I pulled out the transcript of George Saunders’ commencement speech at Syracuse University, which has been packaged up in a beautiful little book and shortened into a lovely animation. The message is so simple: Be kind. And yet it’s one of the hardest challenges to live by, no matter how much you surround yourself with it. Some of you know that my email signature includes one of my favorite quotations, often attributed to Plato: “Be kind, for everyone you meet is fighting a hard battle.” And some of you also know that before my grandfather died, he listed out 101 life lessons to me, which I used in my eulogy at his funeral service. His number 1 life lesson? “Be kind to other people.” It’s so, so simple. And so, so easy to forget.

I figured now was as good a time as any to introduce Jolene to the message, so I cradled her in my left arm and with my right arm held the small book, the whole time gently rocking back and forth, lulling her to sleep. By the end of the book I was in tears. As a human, I want to be kinder. And as a mother, I want so badly for my daughter to be kind, and also for others to be kind to her. I want kindness to be so important to her that it would be the first on her list of 101 life lessons.


And then it dawned on me that, in addition to the friendly animals and the adventurous insects and the mischievous pets, I could read to Jolene from a book with no pictures, no rhymes, and no parents hugging at the end. I could read to her anything I wanted. What a freedom - and responsibility.

I was so excited by this realization that I immediately grabbed Jane Kenyon’s Otherwise: New and Selected Poems off the shelf, and read 3 of my favorite poems from that collection, each marked with a dog-eared page: “Otherwise,” “Let Evening Come,” and “Notes from the Other Side.” They are each so beautiful that I read them all twice, and explained briefly to Jolene (who was drifting in and out of sleep) what I thought we might learn from each one: gratitude, trust, hope. 

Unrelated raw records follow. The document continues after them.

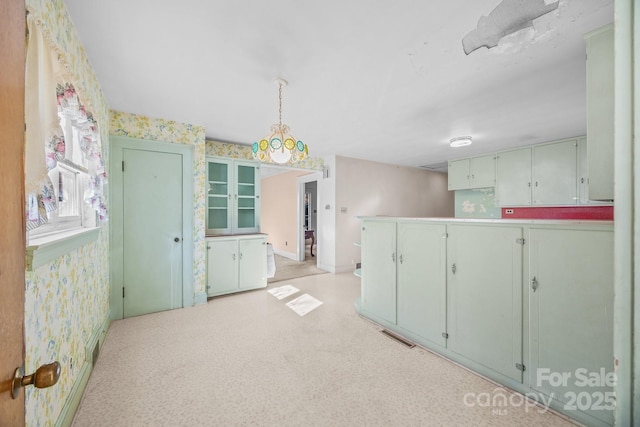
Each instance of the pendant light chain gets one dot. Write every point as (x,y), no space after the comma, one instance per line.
(280,104)
(280,146)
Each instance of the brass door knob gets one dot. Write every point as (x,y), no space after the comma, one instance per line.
(45,376)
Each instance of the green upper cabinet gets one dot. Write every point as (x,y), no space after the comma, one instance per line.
(513,178)
(474,172)
(540,175)
(555,172)
(233,197)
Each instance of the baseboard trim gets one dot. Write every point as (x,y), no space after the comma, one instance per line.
(289,255)
(73,400)
(329,268)
(200,298)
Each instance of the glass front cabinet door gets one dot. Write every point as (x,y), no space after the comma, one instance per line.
(233,197)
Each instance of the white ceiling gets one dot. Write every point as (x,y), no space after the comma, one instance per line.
(380,80)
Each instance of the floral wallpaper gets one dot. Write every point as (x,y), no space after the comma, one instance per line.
(237,151)
(142,127)
(477,203)
(67,300)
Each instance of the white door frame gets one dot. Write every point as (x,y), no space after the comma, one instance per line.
(302,180)
(118,145)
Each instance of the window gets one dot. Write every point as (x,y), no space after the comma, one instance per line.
(71,197)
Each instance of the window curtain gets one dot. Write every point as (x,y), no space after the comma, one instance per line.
(49,96)
(42,124)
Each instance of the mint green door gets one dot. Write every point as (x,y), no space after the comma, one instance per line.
(484,290)
(379,270)
(571,318)
(152,231)
(422,280)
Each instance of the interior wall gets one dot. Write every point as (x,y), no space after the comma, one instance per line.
(326,234)
(67,300)
(279,210)
(365,188)
(312,189)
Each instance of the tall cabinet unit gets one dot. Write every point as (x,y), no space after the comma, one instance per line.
(600,104)
(421,275)
(571,317)
(484,284)
(233,197)
(404,282)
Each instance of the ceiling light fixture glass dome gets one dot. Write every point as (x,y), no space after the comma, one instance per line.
(461,141)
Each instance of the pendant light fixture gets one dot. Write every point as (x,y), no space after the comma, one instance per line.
(280,146)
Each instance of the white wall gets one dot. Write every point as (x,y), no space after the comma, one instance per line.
(279,211)
(326,236)
(364,188)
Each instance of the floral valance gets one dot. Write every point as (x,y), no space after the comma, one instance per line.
(58,129)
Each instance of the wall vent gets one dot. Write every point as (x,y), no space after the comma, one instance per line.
(398,338)
(95,353)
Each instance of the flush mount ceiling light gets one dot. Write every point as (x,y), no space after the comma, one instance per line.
(461,141)
(280,146)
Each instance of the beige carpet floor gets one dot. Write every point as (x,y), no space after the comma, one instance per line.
(287,268)
(248,359)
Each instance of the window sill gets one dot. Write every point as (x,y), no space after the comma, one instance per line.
(43,250)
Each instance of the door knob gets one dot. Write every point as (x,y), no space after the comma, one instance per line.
(45,376)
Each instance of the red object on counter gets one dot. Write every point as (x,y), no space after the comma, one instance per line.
(601,213)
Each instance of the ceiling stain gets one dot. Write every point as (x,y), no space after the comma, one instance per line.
(507,18)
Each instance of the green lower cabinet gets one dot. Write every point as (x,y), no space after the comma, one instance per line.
(378,296)
(421,279)
(484,287)
(571,319)
(529,305)
(236,263)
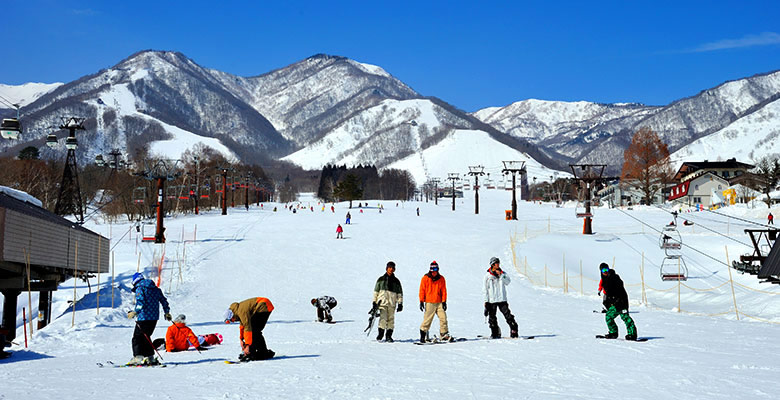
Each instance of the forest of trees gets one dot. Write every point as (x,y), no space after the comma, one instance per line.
(339,183)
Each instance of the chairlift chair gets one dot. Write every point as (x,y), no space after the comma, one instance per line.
(139,195)
(10,128)
(673,268)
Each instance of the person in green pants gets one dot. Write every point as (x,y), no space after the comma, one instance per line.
(616,303)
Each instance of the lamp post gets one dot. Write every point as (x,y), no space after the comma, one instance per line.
(476,171)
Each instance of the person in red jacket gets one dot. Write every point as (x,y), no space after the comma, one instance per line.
(433,301)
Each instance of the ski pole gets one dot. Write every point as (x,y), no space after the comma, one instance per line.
(149,340)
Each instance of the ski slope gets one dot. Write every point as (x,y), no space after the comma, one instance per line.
(291,258)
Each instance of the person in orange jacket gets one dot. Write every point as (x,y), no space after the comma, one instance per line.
(252,314)
(433,301)
(179,336)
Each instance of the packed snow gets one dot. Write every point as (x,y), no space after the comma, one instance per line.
(293,257)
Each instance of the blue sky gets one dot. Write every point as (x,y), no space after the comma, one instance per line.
(471,54)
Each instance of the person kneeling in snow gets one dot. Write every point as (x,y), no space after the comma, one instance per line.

I was hooked on this new approach to reading with Jolene. I could continue immersing myself in words I love, sharing them with my daughter and challenging myself to find new meaning, new perspective. I wanted to read important truths and beautiful language out loud, in the hopes that she might absorb some of it and I might remember to live the way I want to live as her mother, as one of her first and most influential role models. We could hear the words together, and I could practice putting them into action. 


But this seemed like enough for one day - my tiny two-month-old still doesn’t have a sense of her own existence, let alone how to make sense of that existence and how to use it to make the world a better, kinder place. So I laid her down in her crib, shut the door, and went back downstairs to gaze at the bookshelf, smiling at the thought of what we might read next.